In order to evaluate the influence of hyperglycemia on the course of AIP, we used MRL/MpJ mice due to their spontaneous development of AIP. Distinct cohorts were sham-treated or, in order to induce hyperglycemia, ip injected with STZ for five days and the pancreas was evaluated on day 113-116 (Figure 1A). STZ was effective since it increased the blood glucose concentration on day 22 (Sham: 4.6/4.1-5.5 median/interquartile range in mmol/L. STZ: 22.1/18.2-25.5 median/interquartile range in mmol/L) until the end of the experiment (Figure 1B) and reduced the body weight (Figure 1C). To investigate the severity of AIP, a histological score with numbers from zero to four was used (Figure 2A). Thirteen weeks of hyperglycemia caused a slight decrease in the severity of the histological score and therefore a moderate, non-significant, improvement of AIP when compared to normoglycemic mice (Figure 2B). Little difference was seen in the pancreas to body weight ratio (Figure 2C). Hyperglycemia did not increase the lipase (Figure 2D) or the amylase activity (Figure 2E).

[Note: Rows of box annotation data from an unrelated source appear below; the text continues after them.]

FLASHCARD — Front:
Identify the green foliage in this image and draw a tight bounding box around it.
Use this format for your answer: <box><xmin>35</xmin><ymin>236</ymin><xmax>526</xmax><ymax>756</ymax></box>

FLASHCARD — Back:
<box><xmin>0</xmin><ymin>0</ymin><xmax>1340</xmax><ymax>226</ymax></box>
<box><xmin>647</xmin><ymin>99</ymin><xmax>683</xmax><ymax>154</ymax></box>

To evaluate the composition of the inflammatory infiltrates in the pancreas, we differentiated between T-lymphocytes (CD3+ cells), T-helper cells (CD3+CD4+cells) and cytotoxic T-cells (CD3+CD8+ cells) by immunofluorescence staining (Figure 3A and B). T-Lymphocytes (defined as number of CD3+ per field) were decreased in diabetic mice compared to non-diabetic mice (Figure 3C). STZ had almost no influence on the percentage of cytotoxic T-cells (CD8+CD3+ cells × 100 divided by the number of CD3+cells) (Figure 3D), the percentage of T-helper cells (CD4+CD3+ cells × 100 divided by the number of CD3+cells) (Figure 3E) and the percentage of regulatory T-cells (FoxP3+CD4+cells × 100 divided by the number of CD4+ cells) (Figure 3F). Thus, no increase, but rather a reduction in the number of CD3+ leukocytes, was observed in the pancreas of hyperglycemic mice.
To analyze the systemic effect of hyperglycemia during AIP, we sampled blood on the day of tissue harvesting. A significant increase in the number of leukocytes (Figure 4A), lymphocytes (Figure 4B), as well as granulocytes plus monocytes (Figure 4C), was observed in hyperglycemic mice compared to normoglycemic animals.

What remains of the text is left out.